While ‘stagnation’ is a more positive outlook than a full-blown recession, it means that labour shortages will start to bind, causing inflation to increase again in 2024 against a backdrop of weak growth.
“This illustrates that the economy is undergoing a big structural shift and not a classic business cycle,” the analysts write.
That structural shift may see the distribution of income generated in the economy shift: more scarce labour means more bargaining power for employees, which means more money in employees’ pockets and a smaller share for companies. In turn, the squeeze on company profits may lead to lower investment, which could also impact inflation.
It’s an unusual situation, and not a good one, according to the BlackRock analysts.
This is because, in a regular recession where unemployment is high and inflation is low, the Federal Reserve can ease monetary policy, or lower interest rates, which generally leads to more jobs, and inflation picks back up again.
The problem now is, the economy is slowing, but unemployment is also low. This means the Federal Reserve needs to continue to increase interest rates to slow “sticky” inflation, but it also needs to ensure employment doesn’t fall.

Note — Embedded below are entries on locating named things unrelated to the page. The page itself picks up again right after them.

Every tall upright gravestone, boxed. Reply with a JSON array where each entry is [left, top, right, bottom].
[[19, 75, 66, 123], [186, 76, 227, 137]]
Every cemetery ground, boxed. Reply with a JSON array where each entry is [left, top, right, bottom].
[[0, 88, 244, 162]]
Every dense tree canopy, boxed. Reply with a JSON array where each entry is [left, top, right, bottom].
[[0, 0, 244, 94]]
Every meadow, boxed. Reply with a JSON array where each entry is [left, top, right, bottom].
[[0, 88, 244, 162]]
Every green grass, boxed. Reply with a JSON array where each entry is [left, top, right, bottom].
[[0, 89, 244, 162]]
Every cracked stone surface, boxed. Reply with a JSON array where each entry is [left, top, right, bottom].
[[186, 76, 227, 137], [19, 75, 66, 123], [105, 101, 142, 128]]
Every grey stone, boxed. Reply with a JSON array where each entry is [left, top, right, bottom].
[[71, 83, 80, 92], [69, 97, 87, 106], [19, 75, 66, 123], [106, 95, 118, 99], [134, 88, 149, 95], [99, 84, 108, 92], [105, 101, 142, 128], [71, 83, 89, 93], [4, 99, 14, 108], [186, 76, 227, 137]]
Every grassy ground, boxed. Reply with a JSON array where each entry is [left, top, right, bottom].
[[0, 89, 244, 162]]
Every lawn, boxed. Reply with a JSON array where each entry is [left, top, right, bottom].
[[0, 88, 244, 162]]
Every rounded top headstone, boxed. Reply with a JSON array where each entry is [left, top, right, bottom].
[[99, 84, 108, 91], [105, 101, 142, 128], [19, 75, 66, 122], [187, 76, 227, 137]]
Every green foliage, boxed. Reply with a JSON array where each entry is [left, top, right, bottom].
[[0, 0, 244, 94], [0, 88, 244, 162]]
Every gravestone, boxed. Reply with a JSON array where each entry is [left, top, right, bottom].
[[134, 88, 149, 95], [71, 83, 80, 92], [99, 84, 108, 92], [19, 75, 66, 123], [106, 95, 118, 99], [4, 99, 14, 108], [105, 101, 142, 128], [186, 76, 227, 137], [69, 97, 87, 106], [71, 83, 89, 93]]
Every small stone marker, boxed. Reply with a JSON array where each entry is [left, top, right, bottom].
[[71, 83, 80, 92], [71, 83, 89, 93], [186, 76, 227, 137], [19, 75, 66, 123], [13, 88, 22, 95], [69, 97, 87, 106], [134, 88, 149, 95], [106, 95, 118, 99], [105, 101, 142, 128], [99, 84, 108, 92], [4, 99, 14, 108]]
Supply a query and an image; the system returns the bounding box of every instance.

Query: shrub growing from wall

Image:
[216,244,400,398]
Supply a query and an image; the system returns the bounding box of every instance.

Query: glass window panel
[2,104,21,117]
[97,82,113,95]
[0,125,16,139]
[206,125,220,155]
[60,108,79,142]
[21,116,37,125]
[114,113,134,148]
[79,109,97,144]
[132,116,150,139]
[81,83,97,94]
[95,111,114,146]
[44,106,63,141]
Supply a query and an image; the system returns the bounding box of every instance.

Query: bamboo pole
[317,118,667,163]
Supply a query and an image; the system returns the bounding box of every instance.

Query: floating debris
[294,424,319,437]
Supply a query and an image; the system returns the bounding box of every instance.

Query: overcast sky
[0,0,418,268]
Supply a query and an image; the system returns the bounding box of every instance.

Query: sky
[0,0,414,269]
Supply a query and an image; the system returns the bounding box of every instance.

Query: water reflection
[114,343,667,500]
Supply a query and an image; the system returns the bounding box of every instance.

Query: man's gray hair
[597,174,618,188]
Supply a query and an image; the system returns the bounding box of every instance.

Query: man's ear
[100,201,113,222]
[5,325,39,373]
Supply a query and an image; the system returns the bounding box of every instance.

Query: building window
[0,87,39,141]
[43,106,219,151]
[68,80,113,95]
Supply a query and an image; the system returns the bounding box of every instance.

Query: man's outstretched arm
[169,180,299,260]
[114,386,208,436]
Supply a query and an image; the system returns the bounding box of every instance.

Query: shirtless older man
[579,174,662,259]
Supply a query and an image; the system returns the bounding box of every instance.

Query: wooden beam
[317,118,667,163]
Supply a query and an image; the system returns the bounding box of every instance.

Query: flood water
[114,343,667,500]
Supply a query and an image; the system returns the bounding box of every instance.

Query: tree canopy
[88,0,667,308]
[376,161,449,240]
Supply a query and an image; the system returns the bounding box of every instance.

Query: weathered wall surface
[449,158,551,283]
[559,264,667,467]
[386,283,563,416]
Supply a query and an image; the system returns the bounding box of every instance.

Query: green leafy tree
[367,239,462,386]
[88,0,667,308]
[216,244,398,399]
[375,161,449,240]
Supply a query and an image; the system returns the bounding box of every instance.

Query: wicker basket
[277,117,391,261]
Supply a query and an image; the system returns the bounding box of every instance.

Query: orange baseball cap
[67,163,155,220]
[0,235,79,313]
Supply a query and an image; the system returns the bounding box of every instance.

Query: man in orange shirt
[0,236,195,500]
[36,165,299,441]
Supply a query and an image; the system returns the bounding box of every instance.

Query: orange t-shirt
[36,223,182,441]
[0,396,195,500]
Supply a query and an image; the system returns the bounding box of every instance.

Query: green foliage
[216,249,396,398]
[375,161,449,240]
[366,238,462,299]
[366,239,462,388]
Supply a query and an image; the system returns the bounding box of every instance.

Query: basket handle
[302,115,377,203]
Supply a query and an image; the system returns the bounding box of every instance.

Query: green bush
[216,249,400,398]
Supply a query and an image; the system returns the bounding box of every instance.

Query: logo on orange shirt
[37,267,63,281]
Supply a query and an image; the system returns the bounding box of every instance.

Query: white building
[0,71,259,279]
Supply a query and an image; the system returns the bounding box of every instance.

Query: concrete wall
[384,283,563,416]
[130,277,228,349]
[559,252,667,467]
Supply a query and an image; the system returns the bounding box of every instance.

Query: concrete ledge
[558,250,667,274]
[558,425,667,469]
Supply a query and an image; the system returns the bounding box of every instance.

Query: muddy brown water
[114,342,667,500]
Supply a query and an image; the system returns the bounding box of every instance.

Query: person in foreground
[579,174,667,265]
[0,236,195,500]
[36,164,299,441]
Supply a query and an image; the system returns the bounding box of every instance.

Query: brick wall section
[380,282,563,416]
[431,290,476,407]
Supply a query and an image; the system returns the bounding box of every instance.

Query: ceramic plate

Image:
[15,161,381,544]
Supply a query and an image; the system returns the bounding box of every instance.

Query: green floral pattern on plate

“Our bottom line: this is not a business cycle. We are in the midst of a structural shift. Monetary policy cannot rescue the economy from weakness. The Fed will need to make sure the U.S. economy is not growing more quickly than what it can now maintain without inflation surging.”
But Economist Shane Oliver says this scenario is actually a version of a soft landing, which would be a good thing.
“There are so many variations of the outlook at present: recession, slowdown, soft landing, Goldilocks and so on. They’re all just a matter of degree. It would be nice to see a [full employment] scenario, because if you still have full employment, people keep their jobs. The question is whether that’s actually too good to be true,” he says.
Oliver says it would be unusual to see this scenario, but not impossible. It just depends on whether the central banks can fine tune the economy, but the risk is that things get worse. This is true in Australia, as well.
“Both the federal government and the Reserve Bank forecast unemployment to rise to about 4.5% next year. That’s a little bit higher than what is commonly referred to as full employment. So, even here, though neither of them are forecasting a traditional recession, they are forecasting a rise in unemployment.”